Post by account_disabled on Mar 12, 2024 21:25:47 GMT -6
According to an article published in an important national newspaper, “the Union estimates that it will collect at least R$20 billion in fines in the first 12 months of the General Data Protection Law (LGPD) being in effect.” The official estimate, if true, is completely inappropriate and prematurity. This is because the National Data Protection Authority (ANPD), still embryonic, will have, in its first steps, an eminently pedagogical – and not sanctioning – function, with it being responsible for imposing broad and prior governmental action for the exact collective clarification regarding the new legal determinations.
Illustratively, the LGPD assigned the public authorities the task of “promoting among the population knowledge of public standards and policies on the protection of personal data and security measures” (article 55-J, VI). In the same step, the National Data Protection Council was determined to have the duty to “disseminate knowledge about the protection of personal data and privacy to the Portugal Mobile Number List population” (article 58-B, V). In other words, it is clear that the ANPD, before wishing to assert its punitive impulses, must establish an effective administrative program regarding the limits, possibilities, duties and obligations provided for by law.
Although the LGPD will only come into full force in August 2020, the fact is that such a period is absolutely limited to the full understanding, interpretation and adequacy of conduct. The law, it is emphasized, is excessively complex. This does not mean that the vacatio legis must be extended, but that the public authority must immediately begin its efforts in the pedagogical field. And one detail: the regulations and standards published by the ANPD must be preceded by public consultation and hearing, as well as regulatory impact analyses.

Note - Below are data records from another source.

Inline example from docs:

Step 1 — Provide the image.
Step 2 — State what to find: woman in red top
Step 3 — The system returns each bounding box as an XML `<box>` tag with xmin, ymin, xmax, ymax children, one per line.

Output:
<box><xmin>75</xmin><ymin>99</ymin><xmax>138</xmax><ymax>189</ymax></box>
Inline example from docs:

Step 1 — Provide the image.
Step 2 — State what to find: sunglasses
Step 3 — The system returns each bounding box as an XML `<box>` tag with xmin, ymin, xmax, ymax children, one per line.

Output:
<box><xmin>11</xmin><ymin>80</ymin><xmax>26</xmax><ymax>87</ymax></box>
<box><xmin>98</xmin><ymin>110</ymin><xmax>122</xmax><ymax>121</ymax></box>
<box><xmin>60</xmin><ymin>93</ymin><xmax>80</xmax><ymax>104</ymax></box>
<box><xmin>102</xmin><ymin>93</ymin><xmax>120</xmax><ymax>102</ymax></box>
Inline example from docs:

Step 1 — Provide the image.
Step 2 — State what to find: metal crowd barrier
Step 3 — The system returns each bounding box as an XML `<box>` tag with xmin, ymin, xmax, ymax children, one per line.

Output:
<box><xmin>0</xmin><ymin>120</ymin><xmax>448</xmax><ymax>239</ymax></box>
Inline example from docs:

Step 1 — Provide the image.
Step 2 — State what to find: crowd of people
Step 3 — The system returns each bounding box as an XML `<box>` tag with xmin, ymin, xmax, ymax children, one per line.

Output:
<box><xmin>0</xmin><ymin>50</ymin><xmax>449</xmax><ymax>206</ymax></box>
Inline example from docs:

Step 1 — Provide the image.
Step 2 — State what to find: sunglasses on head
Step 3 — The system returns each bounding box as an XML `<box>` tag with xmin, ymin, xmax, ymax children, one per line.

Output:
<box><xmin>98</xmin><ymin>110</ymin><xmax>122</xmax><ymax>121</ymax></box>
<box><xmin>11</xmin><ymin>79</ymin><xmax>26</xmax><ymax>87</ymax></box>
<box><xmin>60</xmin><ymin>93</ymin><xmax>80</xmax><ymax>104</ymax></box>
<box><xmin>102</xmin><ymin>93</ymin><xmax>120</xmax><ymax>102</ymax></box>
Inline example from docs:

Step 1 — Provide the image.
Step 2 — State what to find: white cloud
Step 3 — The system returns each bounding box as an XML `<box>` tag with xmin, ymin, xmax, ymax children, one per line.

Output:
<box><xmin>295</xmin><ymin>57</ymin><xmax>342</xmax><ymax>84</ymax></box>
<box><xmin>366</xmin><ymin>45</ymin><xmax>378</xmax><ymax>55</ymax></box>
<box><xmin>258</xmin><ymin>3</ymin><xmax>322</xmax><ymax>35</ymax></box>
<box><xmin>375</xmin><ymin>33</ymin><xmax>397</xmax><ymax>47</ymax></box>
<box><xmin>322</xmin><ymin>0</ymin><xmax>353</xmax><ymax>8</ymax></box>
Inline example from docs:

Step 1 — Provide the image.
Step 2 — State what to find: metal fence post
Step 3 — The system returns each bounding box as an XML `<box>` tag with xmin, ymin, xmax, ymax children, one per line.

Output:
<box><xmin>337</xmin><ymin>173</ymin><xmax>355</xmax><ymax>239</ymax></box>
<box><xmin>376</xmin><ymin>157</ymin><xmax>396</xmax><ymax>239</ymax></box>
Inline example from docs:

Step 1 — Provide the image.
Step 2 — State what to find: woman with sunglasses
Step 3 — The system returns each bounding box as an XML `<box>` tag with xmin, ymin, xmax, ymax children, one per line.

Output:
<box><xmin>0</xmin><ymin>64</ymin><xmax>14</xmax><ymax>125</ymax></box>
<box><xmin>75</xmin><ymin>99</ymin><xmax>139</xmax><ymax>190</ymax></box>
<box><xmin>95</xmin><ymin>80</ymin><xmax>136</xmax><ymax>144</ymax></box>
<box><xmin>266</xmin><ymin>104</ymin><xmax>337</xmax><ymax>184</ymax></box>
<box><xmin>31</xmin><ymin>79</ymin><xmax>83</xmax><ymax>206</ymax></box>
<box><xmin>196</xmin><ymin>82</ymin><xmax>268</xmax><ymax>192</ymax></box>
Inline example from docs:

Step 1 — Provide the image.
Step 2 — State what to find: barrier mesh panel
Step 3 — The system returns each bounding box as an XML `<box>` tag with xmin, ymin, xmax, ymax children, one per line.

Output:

Now, it is well known that the fair effectiveness of legality presupposes a necessary period of systemic maturation. Even because it's one thing to put the law on paper; another, completely different, is to adapt it to the reality of life. In this case, the LGPD is a standard that is here to stay, with the digital transformation of businesses as its final guide, through the optimized protection of attributes and data relating to personal dignity.
Yes, advances in technology, especially in artificial intelligence instruments, make the slogan " data is the new money " common. Therefore, in light of the constitutional guarantee of intimacy and privacy, especially sensitive data must be subject to firm, safe and effective legal protection. To this end, the LGPD imposes vertical corporate restructuring duties, as well as on legal entities governed by public law. Undoubtedly, in its evolutionary curve, the law will promote numerous institutional advances in organizations, improving the informational flows of life in society.
However, it is absolutely impossible to instantly conform to the numerous legal dictates, requiring conscious and gradual supervisory monitoring, respecting the economic capacity of private companies. On this point, there is an express order for the ANPD to “edit simplified and differentiated standards, guidelines and procedures, including deadlines, so that micro and small businesses, as well as business initiatives of an incremental or disruptive nature that declare themselves startups or companies of innovation, may adapt to this Law” (article 55-J, XVIII).